La consapevolezza del rischio per il settore agro alimentare dell’Europa è documenta anche da uno studio specifico realizzato per il Parlamento europeo dalla Direzione generale delle politiche interne. Secondo il dossier, «se il commercio fosse liberalizzato senza una convergenza normativa, i produttori europei potrebbero subire gli effetti negativi della concorrenza in alcuni settori… Questo è particolarmente rilevante per quanto riguarda i vincoli dell’Ue in merito all’uso degli Ogm, dei pesticidi e alle misure di sicurezza alimentare nel settore della carne».

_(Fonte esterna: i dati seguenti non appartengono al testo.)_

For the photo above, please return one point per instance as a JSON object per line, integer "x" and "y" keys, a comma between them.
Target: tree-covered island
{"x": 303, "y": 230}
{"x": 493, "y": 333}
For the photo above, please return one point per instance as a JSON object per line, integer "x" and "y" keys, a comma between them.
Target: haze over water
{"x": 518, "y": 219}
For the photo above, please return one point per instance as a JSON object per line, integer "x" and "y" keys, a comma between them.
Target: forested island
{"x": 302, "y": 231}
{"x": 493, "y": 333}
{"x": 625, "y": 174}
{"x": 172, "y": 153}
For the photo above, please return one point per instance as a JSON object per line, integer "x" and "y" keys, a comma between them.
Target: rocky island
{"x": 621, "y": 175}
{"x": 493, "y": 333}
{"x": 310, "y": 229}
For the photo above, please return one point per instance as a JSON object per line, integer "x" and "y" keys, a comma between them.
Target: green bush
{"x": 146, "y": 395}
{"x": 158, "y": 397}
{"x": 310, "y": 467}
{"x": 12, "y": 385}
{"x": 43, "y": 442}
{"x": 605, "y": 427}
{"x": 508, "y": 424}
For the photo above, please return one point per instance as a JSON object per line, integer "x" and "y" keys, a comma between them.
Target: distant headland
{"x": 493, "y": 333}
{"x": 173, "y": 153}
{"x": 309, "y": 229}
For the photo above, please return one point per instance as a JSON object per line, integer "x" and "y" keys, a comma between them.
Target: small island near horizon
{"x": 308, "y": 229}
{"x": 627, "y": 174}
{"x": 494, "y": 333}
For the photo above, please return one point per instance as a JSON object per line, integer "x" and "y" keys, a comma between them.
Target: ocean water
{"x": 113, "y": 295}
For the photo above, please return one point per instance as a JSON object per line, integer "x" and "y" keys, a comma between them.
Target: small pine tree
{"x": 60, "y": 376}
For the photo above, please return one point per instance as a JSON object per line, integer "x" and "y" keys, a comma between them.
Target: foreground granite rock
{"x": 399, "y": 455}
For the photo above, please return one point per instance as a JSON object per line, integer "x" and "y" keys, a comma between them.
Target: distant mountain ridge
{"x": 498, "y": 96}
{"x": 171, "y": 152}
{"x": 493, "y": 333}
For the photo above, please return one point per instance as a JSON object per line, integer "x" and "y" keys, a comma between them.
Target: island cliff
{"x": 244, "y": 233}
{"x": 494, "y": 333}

Il gioco d’azzardo degli americani non è un mistero per nessuno. «Nei negoziati relativi al Ttip - si legge nel dossier - una facilitazione nell’approvazione e nel commercio degli Ogm è un’importante richiesta dei coltivatori e delle imprese statunitensi. Essi sono sostenuti dalle autorità Usa, che lamentano la lentezza e le poche autorizzazioni alla vendita e al commercio di organismi geneticamente modificati. Il governo americano, inoltre, ritiene che l’etichettatura obbligatoria degli Ogm discrimini ingiustamente questi prodotti». Come se ne esce? Secondo Dan Mullaney, uno dei negoziatori statunitensi per il Ttip, dovrebbe essere la scienza a fare da arbitro: «Se l’Unione europea ha un processo scientifico per le biotecnologie, questo deve essere seguito», ecco il suggerimento. Quindi, «le decisioni in materia di sicurezza alimentare dovrebbero essere basate sulla scienza e sulla valutazione d’impatto». Traduzione: che decida l’Autorità europea per la sicurezza alimentare (l’Efsa) e che gli stati europei facciano un passo indietro davanti a un parere scientifico favorevole all’introduzione di un Ogm sul mercato. Che si siano già accorti delle criticità (o trappole) della nuova direttiva europea?